Seconds: A Graphic Novel by Bryan Lee O’Malley – Review

After the wild success of hipster Bible, Scott Pilgrim, Bryan Lee had a huge task following it up. Seconds is a different beast than Scott Pilgrim, but it has the familiar warmth and nergasmic content that drew in the masses. It’s cute, very cool and dares to tread deeper water then Scott Pilgrim. It tells the story of Katie, a successful Chef, who’s having problems getting her new restaurant off the ground. One night, aided by a spirit living in former restaurant ‘Seconds’, Katie discovers some magical mushrooms that allow her to go back into the past and change events in her life. This, as the trope goes, doesn’t turn out as Katie plans.

Seconds like Scott Pilgrim, is beautifully drawn and is full of incredibly charming scenery. Katie herself is always brimming with emotion and always endearing to the reader. Character wise the story isn’t as full of life as Scott Pilgrim, but in fairness that series had six books to build up relationships, Seconds only has one. Consequently characters like Katie’s boyfriend, Max, feel a bit lifeless and hollow. The only other stand out characters are Hazel, Katie’s naive employee turned friend, who acts as a clumsy adviser in the world of the spirits and the House Spirit herself, Lis. Lis is cool, creepy and reminiscent of Helena from Orphan Black. She doesn’t feature enough for O’Malley to really flourish her out, but her interactions with Katie are a highlight of the novel.
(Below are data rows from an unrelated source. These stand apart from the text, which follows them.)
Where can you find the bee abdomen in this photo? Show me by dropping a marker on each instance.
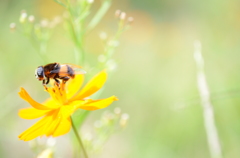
(70, 71)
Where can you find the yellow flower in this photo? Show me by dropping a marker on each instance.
(57, 110)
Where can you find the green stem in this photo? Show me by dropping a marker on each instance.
(79, 139)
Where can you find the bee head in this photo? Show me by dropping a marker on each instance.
(39, 73)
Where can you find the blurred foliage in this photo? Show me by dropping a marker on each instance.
(155, 79)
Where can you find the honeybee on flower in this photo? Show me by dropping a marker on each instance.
(64, 101)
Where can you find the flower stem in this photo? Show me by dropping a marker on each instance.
(79, 139)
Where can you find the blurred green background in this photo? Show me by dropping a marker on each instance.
(155, 79)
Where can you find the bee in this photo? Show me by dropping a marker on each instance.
(57, 71)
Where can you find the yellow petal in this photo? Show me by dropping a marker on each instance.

The story of Seconds does tread familiar ground, but it still provokes interesting philosophical discussion on the nature of time, choices and relationships. Katie like Scott has that wild, unfettered impulsiveness that makes it hard to believe her as a functioning, responsible 29-year-old. She never really evolves but you do feel that she has learnt to become more accepting, and less controlling, which seemed to be the main saboteur of her relationships and her businesses.

Overall, Seconds feels more homely then Scott Pilgrim, less bonkers, at points less humorous (but still very funny) but partially more relatable and more of a personal journey. Some readers will take more to it, some won’t. It seems like it’s for a slightly older crowd, but at heart it still a 16-year-old hipsters fantasy world. It’s most definitely a recommended read for the art style alone and if you’re looking for a quirky, time travelling, romantic, adventure through the mind, then check it out.